First, set up the conversion:
$$
742 \text{ mm Hg} \times \left( \frac{1.013 \times 10^5 \text{ Pa}}{760 \text{ mm Hg}} \right)
$$
Now calculate:
$$
= \frac{742}{760} \times 1.013 \times 10^5
$$
$$
= 0.976315789 \times 1.013 \times 10^5
$$
$$
= 98,806.3 \text{ Pa} \quad \text{(approx)}
$$
Now convert to kPa: divide by 1000
$$
98,806.3 \text{ Pa} = 98.8063 \text{ kPa}
$$
Now consider significant figures:
- 742 has 3 sig figs
- 760 and 1.013×10⁵ are exact or have more precision → so final answer should have 3 sig figs
So:
$$
\boxed{98.8 \text{ kPa}}
$$
✔ Answer: 98.8 kPa
---
Problem 3:
How many megayears is equivalent to $6.02 \times 10^{21}$ nanoseconds (ns)?
#### Step-by-step solution:
We need to convert nanoseconds → seconds → years → megayears
Recall:
- $1 \text{ ns} = 10^{-9} \text{ s}$
- $1 \text{ year} = 365.25 \text{ days}$ (accounting for leap years)
- $1 \text{ day} = 24 \text{ hours}$
- $1 \text{ hour} = 3600 \text{ seconds}$
- $1 \text{ megayear} = 10^6 \text{ years}$
Start with:
$$
6.02 \times 10^{21} \text{ ns} \times \left( \frac{10^{-9} \text{ s}}{1 \text{ ns}} \right) = 6.02 \times 10^{12} \text{ s}
$$
Now convert seconds to years:
$$
\text{Seconds per year} = 365.25 \times 24 \times 3600 = 31,557,600 \text{ s/year} \approx 3.15576 \times 10^7 \text{ s/year}
$$
Now:
$$
\text{Years} = \frac{6.02 \times 10^{12} \text{ s}}{3.15576 \times 10^7 \text{ s/year}} = 1.907 \times 10^5 \text{ years}
$$
Now convert to megayears:
$$
1.907 \times 10^5 \text{ years} = 0.1907 \text{ megayears}
$$
Now check significant figures:
- $6.02 \times 10^{21}$ has 3 sig figs
- So final answer should have 3 sig figs
$$
\boxed{0.191 \text{ megayears}}
$$
✔ Answer: 0.191 megayears
---
Problem 4:
The average student is in class 330 min/day.
#### a. How many hours/day is the average student in class?
Convert minutes to hours:
$$
330 \text{ min} \times \left( \frac{1 \text{ hr}}{60 \text{ min}} \right) = 5.5 \text{ hours}
$$
✔ Answer: 5.5 hours/day
---
#### b. How many seconds is the average student in class per week?
We know:
- 330 min/day
- 7 days/week
- 60 seconds/minute
So:
$$
330 \text{ min/day} \times 7 \text{ days/week} = 2310 \text{ min/week}
$$
Now convert to seconds:
$$
2310 \text{ min} \times 60 \text{ s/min} = 138,600 \text{ seconds}
$$
✔ Answer: 138,600 seconds/week
---
#### c. Calculate how many seconds you are in class a day (pick any weekday you have class). Show any calculations you have to do using dimensional analysis below. Answers will vary between you and your classmates.

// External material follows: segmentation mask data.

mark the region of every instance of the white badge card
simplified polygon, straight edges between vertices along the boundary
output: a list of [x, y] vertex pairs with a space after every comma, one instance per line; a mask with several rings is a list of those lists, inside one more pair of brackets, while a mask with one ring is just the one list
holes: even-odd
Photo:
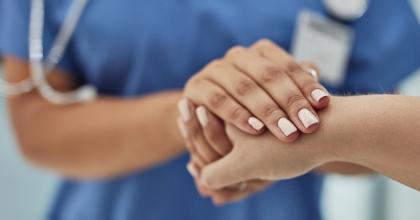
[[292, 54], [297, 61], [317, 64], [323, 82], [340, 86], [345, 79], [353, 35], [350, 27], [303, 10], [297, 20]]

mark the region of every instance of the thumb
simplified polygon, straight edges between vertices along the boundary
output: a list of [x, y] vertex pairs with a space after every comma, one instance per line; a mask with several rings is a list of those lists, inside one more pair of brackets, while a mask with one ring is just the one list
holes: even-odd
[[205, 166], [201, 172], [201, 183], [210, 189], [221, 189], [251, 179], [251, 163], [241, 159], [233, 150], [222, 159]]

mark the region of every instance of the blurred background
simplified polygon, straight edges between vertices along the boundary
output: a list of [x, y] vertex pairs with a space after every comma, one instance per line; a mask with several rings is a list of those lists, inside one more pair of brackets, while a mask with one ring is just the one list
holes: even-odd
[[[420, 14], [420, 0], [413, 4]], [[420, 96], [420, 70], [401, 84], [400, 92]], [[58, 181], [21, 157], [0, 98], [0, 220], [45, 219]], [[325, 220], [420, 219], [420, 193], [382, 176], [328, 176], [324, 187]]]

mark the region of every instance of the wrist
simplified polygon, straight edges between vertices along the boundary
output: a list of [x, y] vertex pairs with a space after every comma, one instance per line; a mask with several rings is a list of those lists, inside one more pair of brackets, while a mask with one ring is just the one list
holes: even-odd
[[357, 152], [360, 133], [360, 109], [352, 97], [333, 96], [327, 109], [319, 116], [321, 124], [319, 130], [302, 139], [312, 150], [314, 163], [322, 165], [329, 162], [352, 162]]

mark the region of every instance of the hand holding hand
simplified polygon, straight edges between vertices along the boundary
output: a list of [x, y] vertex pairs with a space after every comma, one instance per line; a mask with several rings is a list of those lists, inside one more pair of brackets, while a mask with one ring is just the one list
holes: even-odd
[[233, 143], [232, 151], [205, 166], [201, 172], [201, 182], [210, 189], [220, 189], [255, 178], [294, 178], [328, 161], [327, 154], [321, 154], [319, 146], [285, 144], [269, 132], [255, 137], [230, 125], [226, 130]]
[[227, 155], [232, 150], [224, 123], [204, 107], [198, 107], [188, 100], [182, 100], [188, 106], [189, 120], [178, 119], [180, 131], [186, 141], [191, 160], [187, 169], [193, 176], [196, 187], [203, 197], [211, 197], [213, 203], [222, 205], [242, 200], [272, 184], [271, 181], [250, 180], [223, 189], [211, 190], [200, 181], [201, 169], [211, 162]]
[[[184, 96], [246, 133], [260, 134], [267, 127], [278, 139], [292, 142], [299, 130], [316, 131], [315, 109], [329, 102], [309, 72], [271, 41], [260, 40], [250, 48], [233, 47], [208, 64], [187, 82]], [[187, 120], [187, 106], [180, 110]]]

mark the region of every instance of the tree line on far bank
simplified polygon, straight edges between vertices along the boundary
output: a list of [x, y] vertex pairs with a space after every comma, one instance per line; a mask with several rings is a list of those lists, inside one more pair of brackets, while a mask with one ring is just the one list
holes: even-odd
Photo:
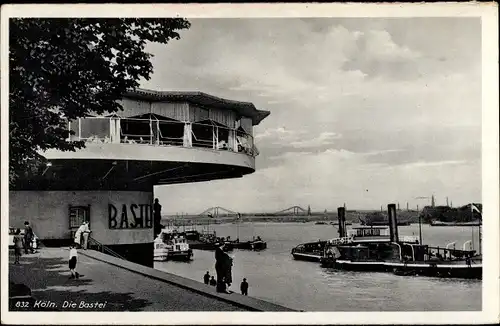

Since this is personal, let’s assume you have 5 classes per day, each 50 minutes long.
Then total time in class per day:
$$
5 \text{ classes} \times 50 \text{ min/class} = 250 \text{ min/day}
$$
Now convert to seconds:
$$
250 \text{ min} \times 60 \text{ s/min} = 15,000 \text{ seconds/day}
$$
✔ Example Answer: 15,000 seconds/day (depending on actual schedule)
> Note: Your answer may differ based on your actual class schedule.
---
✔ Final Answers Summary:
1. $4.31 \times 10^7$ J
2. 98.8 kPa
3. 0.191 megayears
4a. 5.5 hours/day
4b. 138,600 seconds/week
4c. Example: 15,000 seconds/day (based on 5 × 50-min classes)
Let me know if you'd like to adjust Problem 4c based on your actual class schedule!
Parent Tip: Review the logic above to help your child master the concept of simple dimensional analysis worksheet.